Check this out in the mean time: Leo Burnett’s design studio. You will be impressed with the design, variety of user-interface solutions and visual effects.

I fancy the idea of making non-linear interfaces and avoiding menu-ish look. The existing paradigm has turned into habits of our users already and its dearly hard to break this stereotype. The more applications we write, the more our users go down into the swamp of their stereotypes. The sites (which are also the applications of some sort), like Leo Burnett’s, is a lot of fun to the visitor not only for its fancy graphics, but also for its navigation approach. It doesn’t grate on your eyes since it looks unusual and surprising at first. Two minutes of education and you are “operating” the site, like a pro, since it’s still intuitive and easy to learn.

When you are in “free flight”, it’s hard to maintain overall style and paradigm of your user interface because you aren’t bounded in your choices and it’s up to you how your creation will look and feel. There are no rules and limitations. In case of traditional menu-dialog interfaces we have a very limited set of tricks and objects to operate with and it makes every user half-way familiar with any application even before the start as it’s not required to learn how to work with an application, but only how to get most of it. Is that good or bad?

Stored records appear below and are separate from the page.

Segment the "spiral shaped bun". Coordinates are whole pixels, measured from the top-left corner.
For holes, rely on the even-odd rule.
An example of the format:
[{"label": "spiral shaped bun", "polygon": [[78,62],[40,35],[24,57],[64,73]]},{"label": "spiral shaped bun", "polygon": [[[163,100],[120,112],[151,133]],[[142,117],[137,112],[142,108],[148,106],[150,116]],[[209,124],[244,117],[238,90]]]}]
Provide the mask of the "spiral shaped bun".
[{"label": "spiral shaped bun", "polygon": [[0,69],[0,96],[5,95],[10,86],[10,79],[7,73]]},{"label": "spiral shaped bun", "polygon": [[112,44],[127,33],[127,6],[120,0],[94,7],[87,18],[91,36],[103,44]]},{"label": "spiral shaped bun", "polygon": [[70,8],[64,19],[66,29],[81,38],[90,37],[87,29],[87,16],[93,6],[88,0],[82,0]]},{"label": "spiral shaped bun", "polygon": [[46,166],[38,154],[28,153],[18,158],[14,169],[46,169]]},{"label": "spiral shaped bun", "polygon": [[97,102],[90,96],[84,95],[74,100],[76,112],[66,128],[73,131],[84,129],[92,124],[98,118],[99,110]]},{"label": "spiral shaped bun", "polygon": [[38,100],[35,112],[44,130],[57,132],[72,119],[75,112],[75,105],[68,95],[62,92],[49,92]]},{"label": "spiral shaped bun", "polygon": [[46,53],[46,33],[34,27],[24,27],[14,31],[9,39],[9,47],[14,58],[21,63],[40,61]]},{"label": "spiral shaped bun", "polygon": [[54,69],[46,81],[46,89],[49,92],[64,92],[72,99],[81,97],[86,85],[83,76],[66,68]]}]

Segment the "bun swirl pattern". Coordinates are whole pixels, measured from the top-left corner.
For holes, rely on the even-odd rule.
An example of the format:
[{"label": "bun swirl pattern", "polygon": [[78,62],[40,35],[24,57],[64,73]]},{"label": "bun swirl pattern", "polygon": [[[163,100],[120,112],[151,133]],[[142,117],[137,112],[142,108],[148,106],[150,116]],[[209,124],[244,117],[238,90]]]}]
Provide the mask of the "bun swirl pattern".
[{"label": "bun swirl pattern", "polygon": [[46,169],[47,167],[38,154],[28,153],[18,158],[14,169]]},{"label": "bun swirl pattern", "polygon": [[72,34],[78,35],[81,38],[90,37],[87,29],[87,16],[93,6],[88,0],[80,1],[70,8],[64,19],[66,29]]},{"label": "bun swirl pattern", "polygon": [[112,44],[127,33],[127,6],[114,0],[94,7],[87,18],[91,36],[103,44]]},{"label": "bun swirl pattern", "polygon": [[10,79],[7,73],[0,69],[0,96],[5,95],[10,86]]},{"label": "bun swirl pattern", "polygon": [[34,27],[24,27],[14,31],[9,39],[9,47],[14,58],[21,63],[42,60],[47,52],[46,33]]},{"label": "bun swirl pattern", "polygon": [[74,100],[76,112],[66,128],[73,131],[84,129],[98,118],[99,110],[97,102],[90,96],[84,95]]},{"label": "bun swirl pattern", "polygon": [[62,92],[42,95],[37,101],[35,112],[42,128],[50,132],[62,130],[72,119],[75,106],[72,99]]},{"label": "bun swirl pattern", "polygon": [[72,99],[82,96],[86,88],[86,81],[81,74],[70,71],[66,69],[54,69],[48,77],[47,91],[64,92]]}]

On one hand, of course, your aim is not learning an application graphical user interface, but using the application to help turning up trumps in some activity of yours. And, no doubts, having usual-looking interface is of a great help. But what if the performance is bounded and limited with the interface solution?

Rack Patching

Lots of applications now days explore the new area of untraditional interfaces. Just take a look at the Propellerheads Reason. The picture shows the back of two-sided application screen, the front one is of course with lots of switches and knobs (see it yourself on the site). As it deals with creating music, the whole thing is presented in form of a rack, which can be filled with different modules. Surely the modules you place require some connection between each other to route sounds from the sources into effects modules and finally to the output mixer. But this routing doesn’t happen through menu or properties dialog boxes — it mimics the existing and most natural way of connecting things through the wires. In fact, the application has extremely limited number of dialog boxes which keeps it on top of usability and performance. Once you learn ten most helpful (to you) shortcuts, you start to create sounds and route the signals like a mad and it helps you to perform better and quicker. Isn’t that what we had started with?

Well, it was one of them from top of the head and I’m sure that you know more. What’s always left is a hope. The hope that at some moment this fantastic unprecedented growth of hardware performance will do its job and we will find ourselves in the future where there’s no menus, scroll-bars and notification areas; where we will need no mice, and especially single-buttoned. We have almost concured the virtual space in gaming and still pushing buttons on silly dialog boxes. What a shame!